Tissue engineering of large bone defects is approached through implantation of autologous osteogenic cells, named multipotent stromal cells or mesenchymal stem cells (MSCs). The ability of human MSCs to differentiate into adipogenic, chondrogenic, osteogenic, and myogenic lineages has generated a great deal of potential clinical use in regenerative medicine and tissue engineering in the past decade. Although animal-derived MSCs successfully bridge large bone defects, models for ectopic bone formation as well as recent clinical trials demonstrate that bone formation by human MSCs is inadequate. Predifferentiation of human MSCs into the osteogenic lineage in vitro during the expansion phase before implantation offers an opportunity to improve their in vivo performance.

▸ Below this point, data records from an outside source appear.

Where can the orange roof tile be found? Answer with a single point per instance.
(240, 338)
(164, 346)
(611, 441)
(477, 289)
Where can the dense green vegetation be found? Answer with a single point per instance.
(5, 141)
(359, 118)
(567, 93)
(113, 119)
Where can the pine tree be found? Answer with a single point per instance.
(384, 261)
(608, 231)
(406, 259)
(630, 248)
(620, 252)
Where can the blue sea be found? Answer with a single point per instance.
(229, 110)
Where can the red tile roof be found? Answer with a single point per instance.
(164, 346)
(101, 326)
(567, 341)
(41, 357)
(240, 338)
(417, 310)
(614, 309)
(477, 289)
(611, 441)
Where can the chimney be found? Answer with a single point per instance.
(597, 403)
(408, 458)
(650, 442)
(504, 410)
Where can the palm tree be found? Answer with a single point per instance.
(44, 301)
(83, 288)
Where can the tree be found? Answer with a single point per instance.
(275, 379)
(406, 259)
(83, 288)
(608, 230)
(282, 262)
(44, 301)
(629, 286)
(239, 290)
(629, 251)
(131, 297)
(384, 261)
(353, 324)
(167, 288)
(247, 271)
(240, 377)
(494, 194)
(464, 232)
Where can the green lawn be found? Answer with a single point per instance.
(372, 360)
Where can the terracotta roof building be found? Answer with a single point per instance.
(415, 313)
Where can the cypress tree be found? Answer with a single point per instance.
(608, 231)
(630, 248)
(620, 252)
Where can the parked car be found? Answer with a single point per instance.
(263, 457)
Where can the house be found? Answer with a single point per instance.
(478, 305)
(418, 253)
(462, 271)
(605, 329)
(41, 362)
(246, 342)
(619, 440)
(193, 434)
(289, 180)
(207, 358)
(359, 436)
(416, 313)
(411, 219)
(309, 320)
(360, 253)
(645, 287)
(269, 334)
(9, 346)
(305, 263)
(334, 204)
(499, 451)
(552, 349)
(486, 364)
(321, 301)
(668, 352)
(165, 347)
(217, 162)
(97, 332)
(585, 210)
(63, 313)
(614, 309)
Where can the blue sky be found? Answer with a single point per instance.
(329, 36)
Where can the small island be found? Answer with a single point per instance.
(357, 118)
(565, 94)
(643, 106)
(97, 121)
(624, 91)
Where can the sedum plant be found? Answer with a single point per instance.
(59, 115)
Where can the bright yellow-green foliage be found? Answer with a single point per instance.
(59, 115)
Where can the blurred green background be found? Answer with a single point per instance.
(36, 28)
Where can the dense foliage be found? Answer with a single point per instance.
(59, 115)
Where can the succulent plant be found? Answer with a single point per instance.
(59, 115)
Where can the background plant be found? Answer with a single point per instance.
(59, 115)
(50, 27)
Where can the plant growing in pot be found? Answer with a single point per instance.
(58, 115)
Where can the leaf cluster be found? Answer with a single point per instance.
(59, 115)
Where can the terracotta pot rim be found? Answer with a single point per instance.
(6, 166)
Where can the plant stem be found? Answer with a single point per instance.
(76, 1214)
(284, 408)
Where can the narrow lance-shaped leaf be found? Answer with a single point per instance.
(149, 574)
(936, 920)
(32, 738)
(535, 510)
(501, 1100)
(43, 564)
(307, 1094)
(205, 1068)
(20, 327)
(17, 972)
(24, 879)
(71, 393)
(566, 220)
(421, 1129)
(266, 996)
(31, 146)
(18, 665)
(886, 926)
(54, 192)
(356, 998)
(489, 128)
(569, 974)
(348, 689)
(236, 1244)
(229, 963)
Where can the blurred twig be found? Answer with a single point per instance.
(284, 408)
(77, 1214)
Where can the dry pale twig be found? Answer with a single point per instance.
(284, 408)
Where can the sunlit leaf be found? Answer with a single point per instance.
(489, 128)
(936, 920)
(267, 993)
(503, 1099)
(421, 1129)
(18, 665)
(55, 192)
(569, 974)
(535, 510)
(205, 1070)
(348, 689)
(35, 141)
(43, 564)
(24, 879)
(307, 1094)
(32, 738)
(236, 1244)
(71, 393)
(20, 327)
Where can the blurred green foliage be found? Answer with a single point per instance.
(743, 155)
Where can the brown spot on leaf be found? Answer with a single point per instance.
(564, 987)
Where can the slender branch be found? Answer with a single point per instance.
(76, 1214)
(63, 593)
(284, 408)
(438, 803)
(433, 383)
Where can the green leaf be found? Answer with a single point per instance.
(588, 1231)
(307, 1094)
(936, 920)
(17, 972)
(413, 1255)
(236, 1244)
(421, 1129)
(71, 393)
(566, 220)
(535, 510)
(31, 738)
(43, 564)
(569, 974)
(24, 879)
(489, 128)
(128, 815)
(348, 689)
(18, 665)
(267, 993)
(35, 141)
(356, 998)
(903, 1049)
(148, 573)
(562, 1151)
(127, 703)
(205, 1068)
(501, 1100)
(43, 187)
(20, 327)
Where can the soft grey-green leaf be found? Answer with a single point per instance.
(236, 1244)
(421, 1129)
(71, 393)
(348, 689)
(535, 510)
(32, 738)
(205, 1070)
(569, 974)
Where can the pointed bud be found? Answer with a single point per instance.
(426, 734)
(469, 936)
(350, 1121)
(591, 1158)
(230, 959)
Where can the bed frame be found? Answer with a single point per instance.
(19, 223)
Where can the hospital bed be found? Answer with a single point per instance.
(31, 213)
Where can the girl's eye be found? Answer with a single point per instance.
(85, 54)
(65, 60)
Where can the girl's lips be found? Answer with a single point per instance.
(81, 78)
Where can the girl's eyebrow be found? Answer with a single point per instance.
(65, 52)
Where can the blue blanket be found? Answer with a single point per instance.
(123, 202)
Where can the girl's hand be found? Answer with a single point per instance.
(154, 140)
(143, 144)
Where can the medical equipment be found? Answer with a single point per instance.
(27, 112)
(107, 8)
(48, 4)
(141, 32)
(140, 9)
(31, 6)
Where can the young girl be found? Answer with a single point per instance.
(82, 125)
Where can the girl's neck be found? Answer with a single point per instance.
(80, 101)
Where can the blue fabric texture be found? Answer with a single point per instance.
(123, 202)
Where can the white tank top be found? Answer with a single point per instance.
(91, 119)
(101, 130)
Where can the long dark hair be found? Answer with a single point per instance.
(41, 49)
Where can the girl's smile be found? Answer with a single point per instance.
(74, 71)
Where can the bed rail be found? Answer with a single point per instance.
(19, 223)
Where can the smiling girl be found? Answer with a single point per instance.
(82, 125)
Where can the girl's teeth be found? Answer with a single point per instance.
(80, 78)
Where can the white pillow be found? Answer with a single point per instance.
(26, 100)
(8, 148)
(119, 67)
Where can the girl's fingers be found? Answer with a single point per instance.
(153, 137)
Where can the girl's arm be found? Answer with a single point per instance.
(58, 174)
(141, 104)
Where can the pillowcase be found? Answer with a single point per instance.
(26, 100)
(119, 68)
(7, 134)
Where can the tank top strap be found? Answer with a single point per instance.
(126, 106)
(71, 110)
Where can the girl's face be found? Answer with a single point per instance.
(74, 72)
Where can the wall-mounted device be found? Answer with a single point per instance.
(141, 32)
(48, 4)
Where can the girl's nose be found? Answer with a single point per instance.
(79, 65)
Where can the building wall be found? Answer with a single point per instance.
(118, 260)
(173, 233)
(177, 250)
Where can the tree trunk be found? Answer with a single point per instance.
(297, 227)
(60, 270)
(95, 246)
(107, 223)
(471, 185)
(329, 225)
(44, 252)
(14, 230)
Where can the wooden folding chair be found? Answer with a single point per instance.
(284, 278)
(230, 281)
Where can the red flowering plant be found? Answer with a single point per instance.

In a recent report [1], it is shown that activation of cyclic AMP-dependent protein kinase (protein kinase A, PKA) in human MSCs in vitro elicits an immediate response through induction of genes such as ID2 and FosB, followed by sustained secretion of bone-related cytokines such as BMP-2, IGF-1, and IL-11. Cyclic AMP-dependent gene induction is therefore followed by stimulation of osteogenesis and osteoblast differentiation. As a consequence, PKA activation results in robust in vivo bone formation by human MSCs derived from orthopedic patients.

These procedures are promising maneuvers to improve tissue engineering of large bone defects in humans.

1. Siddappa R et al. Proc Natl Acad Sci USA. 2008;105:7281-7286.